The alleged purpose of the reported operation was to defame and destroy enemies of Ailes and Fox News. And if these allegations of efforts to smear journalistic and political opponents are true, it is a disgrace -- an egregious violation of journalistic ethics.
But it also might well have been perfectly legal.
Though Ailes may have schooled Richard Nixon, his actions are unlikely to ever rise to the level of criminality demonstrated in the Watergate scandal. The use by an elected public official of the IRS, the CIA and the Justice Department to smear political enemies is a criminal act. Hiring detectives to investigate enemies in the private sector is not.
As a result, unless evidence of illegal wiretaps or other types of criminal activity such as blackmail, extortion, video surveillance, computer hacking or tax fraud emerge, the whole Fox scandal is likely to pass without a criminal charge ever being filed.
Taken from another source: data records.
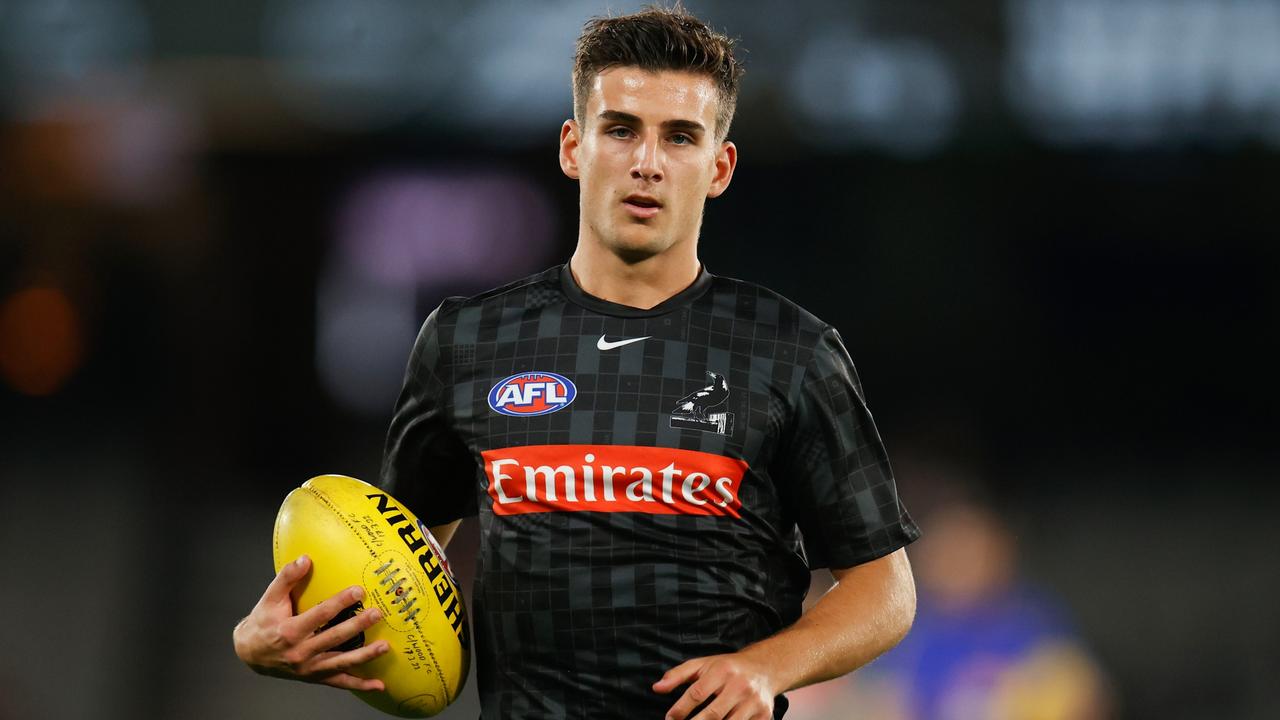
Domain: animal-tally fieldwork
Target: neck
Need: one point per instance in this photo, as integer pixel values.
(636, 285)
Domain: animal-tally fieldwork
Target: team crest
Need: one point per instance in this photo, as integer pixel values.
(694, 410)
(531, 393)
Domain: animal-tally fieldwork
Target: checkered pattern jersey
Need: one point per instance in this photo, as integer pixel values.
(576, 614)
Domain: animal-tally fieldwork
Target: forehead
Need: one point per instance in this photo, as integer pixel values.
(654, 95)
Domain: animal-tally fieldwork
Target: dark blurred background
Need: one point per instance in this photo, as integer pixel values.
(1045, 228)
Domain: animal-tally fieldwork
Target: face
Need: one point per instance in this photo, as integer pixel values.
(647, 159)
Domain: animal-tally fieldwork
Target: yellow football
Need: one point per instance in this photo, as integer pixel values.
(357, 534)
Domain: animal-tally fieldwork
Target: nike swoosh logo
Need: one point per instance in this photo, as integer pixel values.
(606, 345)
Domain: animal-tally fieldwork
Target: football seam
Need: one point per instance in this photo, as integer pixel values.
(428, 645)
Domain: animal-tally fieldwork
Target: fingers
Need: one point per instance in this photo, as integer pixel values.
(343, 632)
(352, 683)
(694, 697)
(679, 675)
(721, 710)
(284, 580)
(343, 661)
(319, 616)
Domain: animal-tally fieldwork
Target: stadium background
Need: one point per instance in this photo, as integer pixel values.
(1046, 229)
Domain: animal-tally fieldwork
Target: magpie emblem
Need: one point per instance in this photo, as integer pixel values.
(694, 410)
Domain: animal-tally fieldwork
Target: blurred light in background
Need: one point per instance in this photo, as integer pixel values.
(895, 95)
(58, 48)
(41, 342)
(421, 232)
(1141, 72)
(515, 67)
(357, 65)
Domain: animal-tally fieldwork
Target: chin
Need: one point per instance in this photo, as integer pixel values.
(638, 244)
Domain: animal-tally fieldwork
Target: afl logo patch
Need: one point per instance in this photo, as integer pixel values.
(531, 393)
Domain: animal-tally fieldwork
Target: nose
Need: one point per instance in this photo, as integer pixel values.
(648, 162)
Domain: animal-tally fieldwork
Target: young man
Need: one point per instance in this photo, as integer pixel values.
(647, 445)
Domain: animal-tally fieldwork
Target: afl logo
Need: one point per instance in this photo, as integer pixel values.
(531, 393)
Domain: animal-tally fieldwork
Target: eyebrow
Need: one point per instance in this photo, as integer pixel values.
(620, 117)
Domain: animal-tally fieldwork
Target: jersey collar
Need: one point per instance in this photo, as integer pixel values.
(580, 296)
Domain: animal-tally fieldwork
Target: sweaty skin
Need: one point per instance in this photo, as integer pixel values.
(647, 156)
(650, 133)
(654, 133)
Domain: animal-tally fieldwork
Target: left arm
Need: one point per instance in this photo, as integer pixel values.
(868, 611)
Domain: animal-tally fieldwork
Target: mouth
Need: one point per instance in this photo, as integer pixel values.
(641, 205)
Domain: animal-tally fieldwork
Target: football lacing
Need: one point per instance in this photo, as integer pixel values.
(403, 595)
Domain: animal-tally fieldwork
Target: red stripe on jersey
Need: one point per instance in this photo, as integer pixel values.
(612, 478)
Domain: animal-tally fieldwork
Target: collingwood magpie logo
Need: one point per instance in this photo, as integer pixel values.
(693, 411)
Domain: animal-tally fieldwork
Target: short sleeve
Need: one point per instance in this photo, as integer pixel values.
(425, 464)
(833, 473)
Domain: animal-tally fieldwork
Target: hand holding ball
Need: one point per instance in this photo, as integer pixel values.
(357, 534)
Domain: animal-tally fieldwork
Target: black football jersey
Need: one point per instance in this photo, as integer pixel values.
(652, 486)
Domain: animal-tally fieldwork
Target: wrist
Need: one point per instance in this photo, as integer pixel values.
(775, 666)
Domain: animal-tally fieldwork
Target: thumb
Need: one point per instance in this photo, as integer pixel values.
(288, 577)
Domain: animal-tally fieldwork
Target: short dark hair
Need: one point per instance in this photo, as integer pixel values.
(658, 39)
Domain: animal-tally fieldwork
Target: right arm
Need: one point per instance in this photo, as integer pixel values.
(273, 641)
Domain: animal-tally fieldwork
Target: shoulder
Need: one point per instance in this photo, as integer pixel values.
(531, 291)
(757, 304)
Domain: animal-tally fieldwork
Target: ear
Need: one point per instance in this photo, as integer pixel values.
(726, 159)
(570, 144)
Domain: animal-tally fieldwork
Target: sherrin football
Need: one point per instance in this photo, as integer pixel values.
(357, 534)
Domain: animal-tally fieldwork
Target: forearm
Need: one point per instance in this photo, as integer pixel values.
(867, 613)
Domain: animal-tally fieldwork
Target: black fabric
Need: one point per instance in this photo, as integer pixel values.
(579, 611)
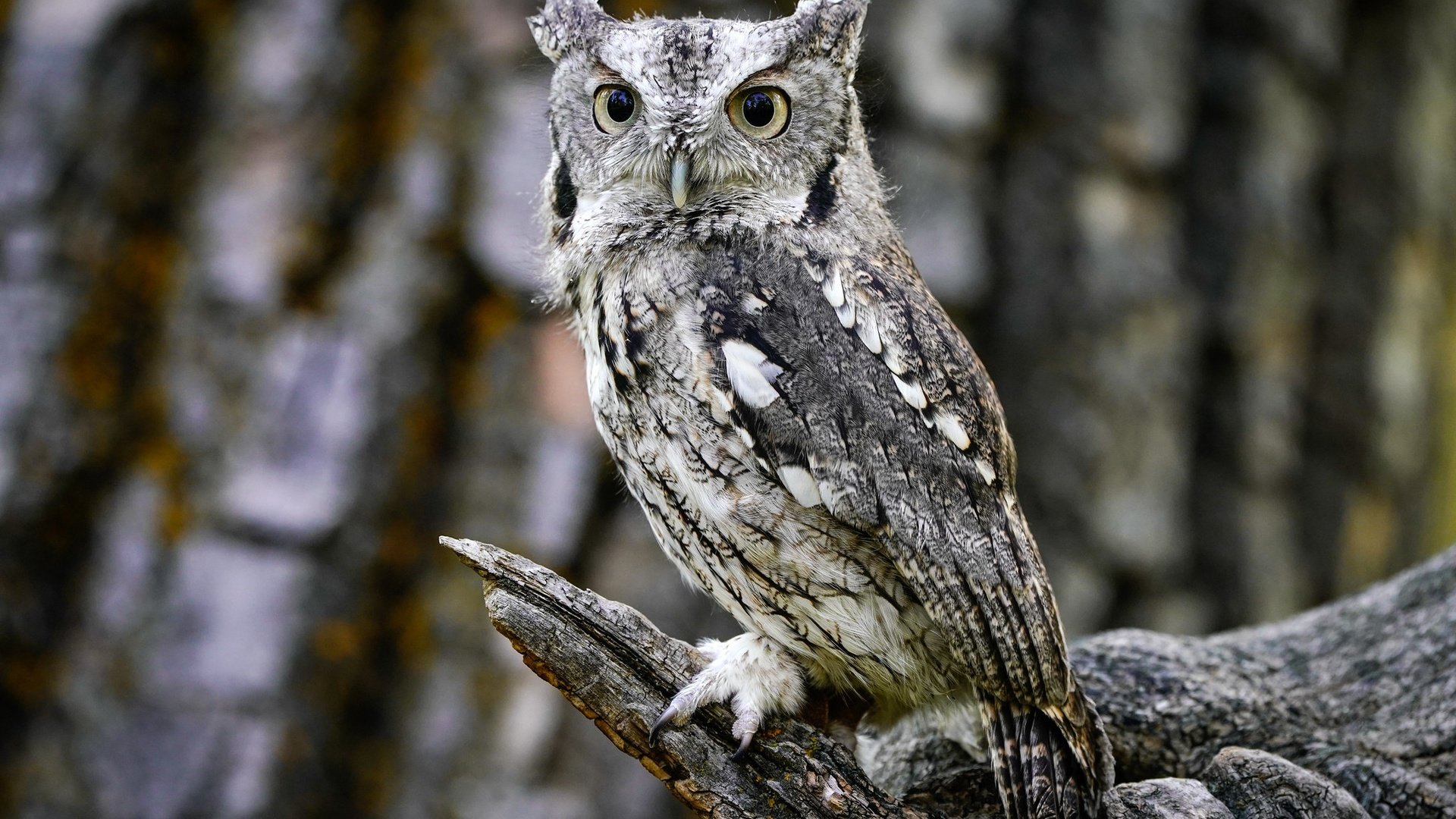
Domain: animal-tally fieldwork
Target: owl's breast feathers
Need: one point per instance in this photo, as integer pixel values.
(854, 382)
(855, 398)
Civil lawsuits for money damages like that asserted by former anchor Gretchen Carlson
are an entirely different matter -- and potentially much more damaging.
The civil lawsuits down the road will focus on sexual harassment claims and whether upper management knew of, but tolerated, an atmosphere which sounds more like "Mad Men" than Watergate. As a result, the country will demand an explanation from the "Fair and Balanced Network" concerning the allegations of confidential multi-million dollar settlements paid to women who previously made claims against Ailes, not to mention the network's biggest star, Bill O'Reilly.
As the civil suits progress, Ailes is likely to look more like a pathetic version of an aged and overweight Don Draper than an unshaven and jowly Richard Nixon.
From what we now know, no one is likely to go to jail. But if the harassment allegations are true, the abuse of female employees over such a long period of time by the nation's most highly rated news network will permanently tarnish the Ailes and Murdoch legacy -- and could leave Fox News' reputation in ashes, just like "Rosebud" in "Citizen Kane."